After a months-long investigation, Los Angeles police on Thursday announced that two men have been charged in connection with Quezada's death.
But De La Mora is still searching for answers for herself and the three sons she and Quezada, 46, shared. She wants to know why.
“My husband did not deserve this,” she said during a news conference Thursday. Addressing the accused killers, she added, “He was a great husband, an amazing father, an amazing friend, and now we are left torn and broken because of your cowardice.”
Sergio Esteban, 28, and Estevan Hernandez, 27, are both charged with murder. Hernandez is facing a sentencing enhancement for personal use of a firearm, court records show.
Esteban was arrested in December. Hernandez was also identified as a suspect at the time, police said, but investigators could not find him in Los Angeles. With assistance from the FBI, Hernandez was located in Mexico in January. He was taken into custody by local authorities and turned over to the Los Angeles Police Department this month.
Capt. Jamie Bennett described the men, who are both from San Pedro, as "documented gang members" and said the shooting appeared to be gang-motivated. Authorities did not provide details about how the two men were identified as suspects.
Esteban is being held on $2-million bail and Hernandez in lieu of $3-million bail, jail records show.
Quezada had just finished grilling at the “Summer Night Lights” event on July 27 at the Wilmington Recreation Center on North Neptune Avenue when the men approached the crowd of about 100 people and opened fire, police said.
Quezada was struck by the gunfire. Paramedics with the Los Angeles Fire Department tried unsuccessfully to revive him.
Quezada owned a maintenance business but spent his free time volunteering in the Wilmington community. He organized fundraisers for local families who lost loved ones to gang violence or illness, coached youth baseball and helped out at the Wilmington Recreation Center and the Wilmington Teen Center, said Mike Herrera, the teen center's director.

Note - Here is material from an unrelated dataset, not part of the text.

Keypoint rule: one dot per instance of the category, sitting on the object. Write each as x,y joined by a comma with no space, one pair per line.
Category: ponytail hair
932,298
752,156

"He was just that kind of guy. If the community needed something he was ready to help," Herrera said. "Even the day he died he was working trying to keep kids off the streets."
The neighborhood kids knew him as "coach," and his barbecued ribs and chicken always drew a crowd, Herrera said.
Summer Night Lights, which launched in 2008, is a city program that holds community events offering such things as free food, sports and activities in neighborhoods harmed by violence.
"It is important for this community to know what has occurred and for us to join together to denounce senseless acts of violence in our communities," LAPD Deputy Chief Emada Tingirides said during the news conference.
Herrera can't wrap his mind around why anyone would shoot Quezada. Although he wasn't in a gang and actively worked to keep kids out of them, Quezada was known for being able to talk with anyone whether they were gang-affiliated or not, Herrera said.
"They caught the murderers, but it's not going to bring him back," Herrera said. "There's no answers in a situation like this. It's just a tragedy."